1.- Same content, different format, different URL
This is one of the most common cases.
Many times our web has several versions adapted to the different devices, and even a “print view” that generates independent pages with their own URL.
In situations like these we have to state that there is a home page and that the rest are just iterations presented in a different way. What we have to do is use the tag “canonical” to indicate which is the main page and what are its “copies”.
Suppose we have the URL “http://www.example.com/example” and a printed version like “http://www.example.com/print/example”. In such a case, we should specify that the second URL is a version of the first-and not duplicated content-using the tag:
<rel=”canonical” link href=”http://www.example.com/example” />
2.- “www.” o not “www.”, that is the question
If you do not state it otherwise, Google will understand that a web page whose domain can be with or without the “www.” is not the same, but two different websites with identical content.

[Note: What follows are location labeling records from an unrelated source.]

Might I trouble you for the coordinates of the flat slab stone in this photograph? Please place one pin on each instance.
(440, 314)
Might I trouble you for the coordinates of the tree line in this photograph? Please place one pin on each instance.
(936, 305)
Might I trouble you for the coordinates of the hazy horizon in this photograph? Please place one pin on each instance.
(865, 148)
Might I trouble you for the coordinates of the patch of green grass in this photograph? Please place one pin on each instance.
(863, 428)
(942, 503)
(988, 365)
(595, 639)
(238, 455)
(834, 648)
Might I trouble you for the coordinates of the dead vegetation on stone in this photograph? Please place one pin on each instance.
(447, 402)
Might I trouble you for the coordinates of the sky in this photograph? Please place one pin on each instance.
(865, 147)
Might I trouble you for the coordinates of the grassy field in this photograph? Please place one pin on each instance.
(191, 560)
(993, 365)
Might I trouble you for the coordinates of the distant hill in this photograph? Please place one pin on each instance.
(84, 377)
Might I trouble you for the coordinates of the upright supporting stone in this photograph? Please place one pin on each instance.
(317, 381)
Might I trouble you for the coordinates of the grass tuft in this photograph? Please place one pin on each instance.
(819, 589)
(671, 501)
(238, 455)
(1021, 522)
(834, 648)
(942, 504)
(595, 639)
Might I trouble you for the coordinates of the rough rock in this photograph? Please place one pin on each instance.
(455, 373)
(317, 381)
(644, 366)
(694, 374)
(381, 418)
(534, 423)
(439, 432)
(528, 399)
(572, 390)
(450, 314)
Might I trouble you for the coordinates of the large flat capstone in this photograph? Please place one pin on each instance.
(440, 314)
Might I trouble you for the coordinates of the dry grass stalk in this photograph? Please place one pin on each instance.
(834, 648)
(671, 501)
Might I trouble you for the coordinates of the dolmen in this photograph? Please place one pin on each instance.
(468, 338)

In a practical sense, we do not care whether we access “example.com” or “www.example.com”, because I will see the exact same thing on my screen. But if the site’s administrator has not specified on Webmaster Tools which of the two is the favourite version, there can be trouble.

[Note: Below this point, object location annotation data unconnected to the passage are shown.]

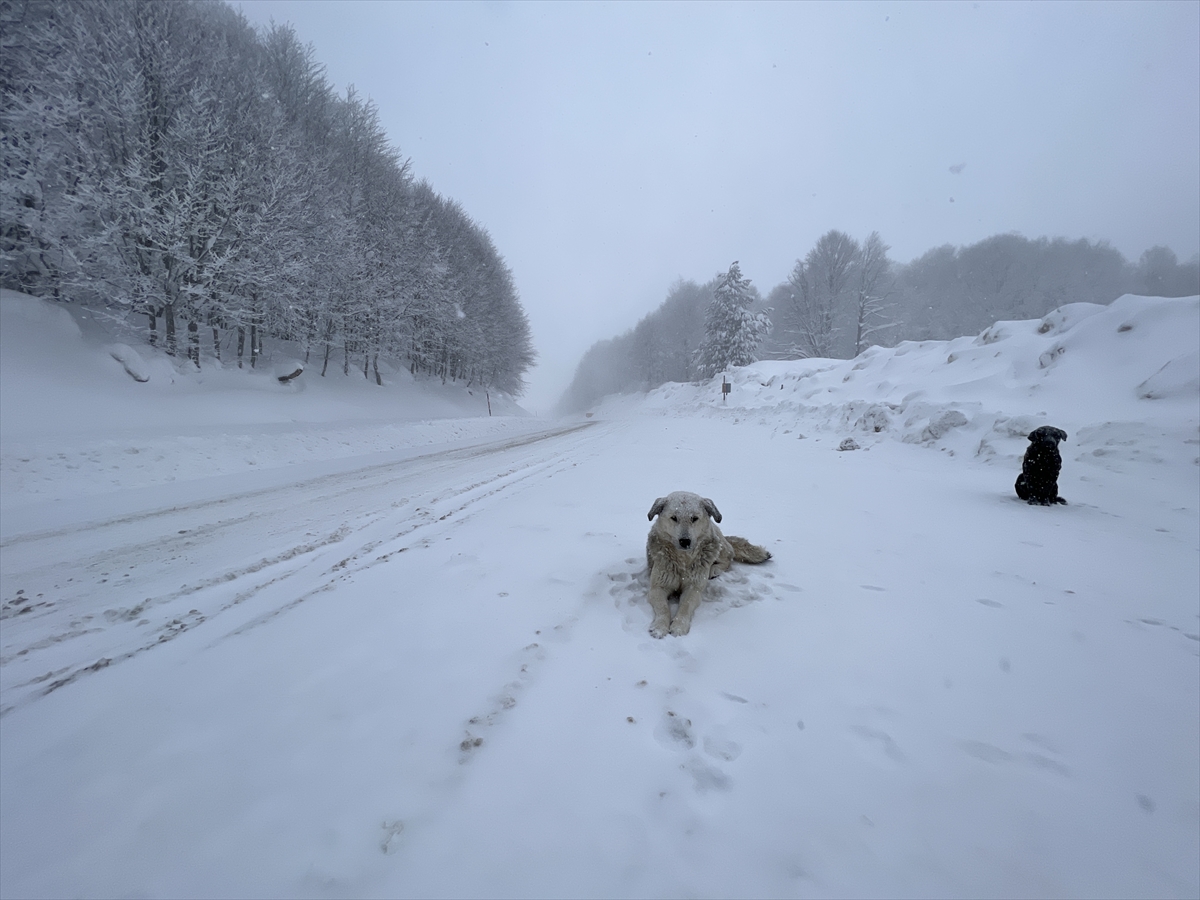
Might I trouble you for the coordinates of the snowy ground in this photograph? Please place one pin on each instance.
(333, 642)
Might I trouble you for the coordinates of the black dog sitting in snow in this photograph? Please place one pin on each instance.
(1038, 481)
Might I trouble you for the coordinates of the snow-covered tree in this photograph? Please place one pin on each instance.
(873, 285)
(732, 333)
(820, 289)
(166, 159)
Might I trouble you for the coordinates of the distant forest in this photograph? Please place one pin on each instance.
(845, 295)
(165, 159)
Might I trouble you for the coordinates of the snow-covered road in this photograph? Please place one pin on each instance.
(274, 652)
(88, 593)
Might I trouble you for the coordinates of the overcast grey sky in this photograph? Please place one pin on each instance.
(612, 148)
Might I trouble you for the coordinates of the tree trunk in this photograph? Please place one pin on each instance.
(168, 317)
(193, 342)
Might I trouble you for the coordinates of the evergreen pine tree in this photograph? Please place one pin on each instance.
(732, 333)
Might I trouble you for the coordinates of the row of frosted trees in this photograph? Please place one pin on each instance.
(845, 295)
(165, 157)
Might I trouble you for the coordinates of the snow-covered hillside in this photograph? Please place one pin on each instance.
(267, 641)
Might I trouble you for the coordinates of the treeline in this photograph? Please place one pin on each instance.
(845, 295)
(163, 156)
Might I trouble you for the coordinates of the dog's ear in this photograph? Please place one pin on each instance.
(711, 509)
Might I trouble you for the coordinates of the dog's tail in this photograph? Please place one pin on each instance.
(747, 552)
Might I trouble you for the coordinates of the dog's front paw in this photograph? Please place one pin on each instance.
(681, 627)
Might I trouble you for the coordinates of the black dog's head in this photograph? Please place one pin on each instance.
(1048, 435)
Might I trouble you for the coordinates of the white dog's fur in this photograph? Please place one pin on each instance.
(684, 550)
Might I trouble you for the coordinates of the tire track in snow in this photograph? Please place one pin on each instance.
(81, 630)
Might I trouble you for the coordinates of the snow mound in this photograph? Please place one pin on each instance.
(82, 413)
(1083, 367)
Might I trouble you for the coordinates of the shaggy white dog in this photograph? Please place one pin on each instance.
(684, 550)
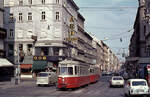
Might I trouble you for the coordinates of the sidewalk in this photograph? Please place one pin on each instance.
(12, 84)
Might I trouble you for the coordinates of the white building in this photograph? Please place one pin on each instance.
(51, 22)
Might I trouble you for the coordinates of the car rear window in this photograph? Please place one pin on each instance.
(138, 83)
(117, 78)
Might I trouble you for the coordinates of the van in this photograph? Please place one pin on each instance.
(46, 78)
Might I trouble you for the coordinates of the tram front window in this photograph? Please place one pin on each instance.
(63, 71)
(66, 71)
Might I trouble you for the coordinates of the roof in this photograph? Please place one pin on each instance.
(5, 63)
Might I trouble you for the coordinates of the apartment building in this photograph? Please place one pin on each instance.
(50, 28)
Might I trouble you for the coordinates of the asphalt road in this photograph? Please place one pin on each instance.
(28, 88)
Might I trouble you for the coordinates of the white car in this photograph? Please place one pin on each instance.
(46, 78)
(135, 87)
(117, 81)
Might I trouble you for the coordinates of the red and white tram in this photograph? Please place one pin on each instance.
(94, 73)
(73, 74)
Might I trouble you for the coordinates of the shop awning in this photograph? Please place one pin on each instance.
(5, 63)
(26, 66)
(39, 65)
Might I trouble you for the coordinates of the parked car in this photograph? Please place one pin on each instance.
(46, 78)
(117, 81)
(137, 87)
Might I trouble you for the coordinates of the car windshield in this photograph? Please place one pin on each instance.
(42, 75)
(138, 83)
(117, 78)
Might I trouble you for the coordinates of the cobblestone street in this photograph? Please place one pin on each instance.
(28, 88)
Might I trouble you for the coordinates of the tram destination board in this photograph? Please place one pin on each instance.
(39, 58)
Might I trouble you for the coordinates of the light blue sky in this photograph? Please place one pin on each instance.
(110, 18)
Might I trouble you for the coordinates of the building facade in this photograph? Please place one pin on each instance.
(50, 28)
(139, 51)
(6, 68)
(2, 30)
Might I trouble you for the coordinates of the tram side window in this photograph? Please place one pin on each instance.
(70, 70)
(63, 71)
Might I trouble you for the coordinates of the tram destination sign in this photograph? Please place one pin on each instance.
(39, 58)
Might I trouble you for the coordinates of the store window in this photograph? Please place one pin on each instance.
(57, 16)
(43, 1)
(30, 2)
(29, 16)
(11, 17)
(29, 49)
(43, 15)
(70, 71)
(11, 50)
(20, 16)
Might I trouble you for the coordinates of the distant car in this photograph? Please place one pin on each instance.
(117, 81)
(46, 78)
(137, 87)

It is also recommendable to set up 301-redirect directives for all the URL that take to the same page, the favourite one.
3.- The only solution is having a lot of very similar pages
Sometimes the nature of our website forces us to have several pages which are almost identical.
So if we do not want this to be a lag for our SEO ranking, we must make clear to the web searchers not to take into account all these contents which are almost identical to each other. We have to have the robots prepared so that when they scan the sites they know that these pages must not be indexed. For this, it is enough to include the following code under the heads:
<meta name=”robots” content=”noindex,follow”/>
4.- Multilingual webs
If our web has a version in one or more different languages, we have to include this information. Failing to include this will result in the searches thinking they are duplicated content.
How do we do this? With the tag HREFLANG.
This tag has to be present in each and every page of the website and it must specify each and every language in which our information will be displayed.
You can learn in more detail how to configure the tag HREFLANG in this other post from our blog.
5.- Some heartless fellow is copying your content
That you are not copying and pasting third parties content from anywhere to include them in the pages of your website, hoping in vain that your site will be better ranked in search engines, does not mean that everybody behaves as honestly as you do.
This can become a big problem, especially if the person taking advantage of your work has an older website with higher notoriety than yours, which makes it more trustworthy for search engines.
As you can see, there are many ways in which duplicated content-or apparently duplicated-can be generated without our noticing. These are just some very common examples than can in general be solved relatively easily. Have you already checked that your website does not have these problems?